El abogado texano John Doggett, amigo de Thomas y llamado a testificar en su favor, relató que cierta vez canceló una cena con Hill, y esta se mostró decepcionada. «Las fantasías de la señorita Hill sobre mi interés sexual en ella fueron un indicio del hecho de que tenía un problema con ser rechazada por hombres que la atraían», dijo Doggett a la comisión. La respuesta de Biden a los dichos de Doggett fue «eso me parece un verdadero salto de fe, o de ego».

Hace 33 años, escuchando esa audiencia por radio, entendí que Biden creía en Hill y sufría en carne propia su humillación. Se esforzó por resaltar que ella no había intentado insinuarse a Doggett. Aun así, le faltó audacia para salirse del papel asignado, para tener una mirada fresca de la situación.

Pero la tendencia a evitar posturas radicales puede tener consecuencias radicales. Aunque la sensibilidad moral de Biden era digna de respeto, su falta de audacia tuvo repercusiones terribles, porque permitió el ingreso de Thomas a la Corte. La bancarrota moral de esta Corte Suprema, de la que Thomas es un actor clave, ha dejado a los estadounidenses frente a un aspirante a dictador a quien esa Corte, en una decisión apoyada por Thomas, le ha otorgado casi total impunidad.

Lo que define la carrera de Biden no es la mala voluntad ni la insensibilidad, sino más bien la falta de audacia.
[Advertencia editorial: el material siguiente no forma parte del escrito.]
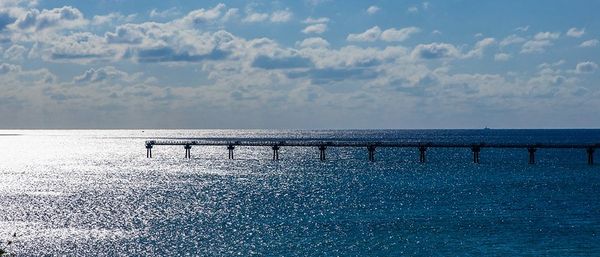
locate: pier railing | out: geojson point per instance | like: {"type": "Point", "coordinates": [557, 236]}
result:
{"type": "Point", "coordinates": [371, 146]}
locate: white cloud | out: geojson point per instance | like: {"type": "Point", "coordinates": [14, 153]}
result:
{"type": "Point", "coordinates": [522, 29]}
{"type": "Point", "coordinates": [314, 42]}
{"type": "Point", "coordinates": [535, 46]}
{"type": "Point", "coordinates": [512, 39]}
{"type": "Point", "coordinates": [311, 20]}
{"type": "Point", "coordinates": [171, 12]}
{"type": "Point", "coordinates": [369, 35]}
{"type": "Point", "coordinates": [102, 74]}
{"type": "Point", "coordinates": [547, 36]}
{"type": "Point", "coordinates": [480, 47]}
{"type": "Point", "coordinates": [112, 18]}
{"type": "Point", "coordinates": [540, 42]}
{"type": "Point", "coordinates": [435, 51]}
{"type": "Point", "coordinates": [6, 68]}
{"type": "Point", "coordinates": [201, 16]}
{"type": "Point", "coordinates": [502, 57]}
{"type": "Point", "coordinates": [315, 28]}
{"type": "Point", "coordinates": [586, 67]}
{"type": "Point", "coordinates": [15, 52]}
{"type": "Point", "coordinates": [372, 9]}
{"type": "Point", "coordinates": [400, 35]}
{"type": "Point", "coordinates": [590, 43]}
{"type": "Point", "coordinates": [256, 17]}
{"type": "Point", "coordinates": [574, 32]}
{"type": "Point", "coordinates": [281, 16]}
{"type": "Point", "coordinates": [230, 14]}
{"type": "Point", "coordinates": [58, 18]}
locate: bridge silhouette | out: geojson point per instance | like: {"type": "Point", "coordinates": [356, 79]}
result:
{"type": "Point", "coordinates": [370, 146]}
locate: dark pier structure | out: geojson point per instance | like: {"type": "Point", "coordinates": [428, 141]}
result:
{"type": "Point", "coordinates": [323, 144]}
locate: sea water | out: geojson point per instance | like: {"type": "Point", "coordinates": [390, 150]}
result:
{"type": "Point", "coordinates": [94, 192]}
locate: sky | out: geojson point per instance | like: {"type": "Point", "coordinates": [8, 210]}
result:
{"type": "Point", "coordinates": [304, 64]}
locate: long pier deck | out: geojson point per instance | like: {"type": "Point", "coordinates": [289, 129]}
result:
{"type": "Point", "coordinates": [371, 146]}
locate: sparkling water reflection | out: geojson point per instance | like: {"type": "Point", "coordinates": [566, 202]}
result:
{"type": "Point", "coordinates": [95, 193]}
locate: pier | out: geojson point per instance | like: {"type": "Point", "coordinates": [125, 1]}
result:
{"type": "Point", "coordinates": [322, 144]}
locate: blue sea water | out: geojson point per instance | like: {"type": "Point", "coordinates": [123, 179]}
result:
{"type": "Point", "coordinates": [94, 192]}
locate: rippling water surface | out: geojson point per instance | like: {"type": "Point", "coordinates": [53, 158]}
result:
{"type": "Point", "coordinates": [94, 193]}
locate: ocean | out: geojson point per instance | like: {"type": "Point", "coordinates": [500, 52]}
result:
{"type": "Point", "coordinates": [94, 192]}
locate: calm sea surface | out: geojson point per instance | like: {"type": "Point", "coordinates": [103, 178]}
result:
{"type": "Point", "coordinates": [94, 192]}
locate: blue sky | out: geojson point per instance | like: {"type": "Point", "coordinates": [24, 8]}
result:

De hecho, parece ser el defecto trágico de un hombre básicamente decente. En un mundo en el que psicópatas narcisistas tienen un poder desmesurado sobre la marcha de los acontecimientos, Biden se destaca por la empatía. Pero la empatía no es ni puede ser suficiente.

La historia se desarrolla en una interacción entre las condiciones estructurales que nos rodean y las decisiones que tomamos. A veces, el papel de la elección individual se perfila con particular nitidez, sea para bien o para mal: Franklin D. Roosevelt y sus «experimentos audaces» para superar la Gran Depresión, o Neville Chamberlain y el apaciguamiento de Adolf Hitler en Múnich.

Otro momento similar se dio cuando el presidente ucraniano Volodímir Zelenski rechazó la oferta del gobierno de Estados Unidos de evacuarlo mientras los tanques rusos avanzaban hacia Kiev. Con los asesinos del Kremlin buscándolo en la capital, Zelenski salió de noche a las calles de la ciudad y se grabó en un video, diciendo: «El presidente está aquí. Todos estamos aquí».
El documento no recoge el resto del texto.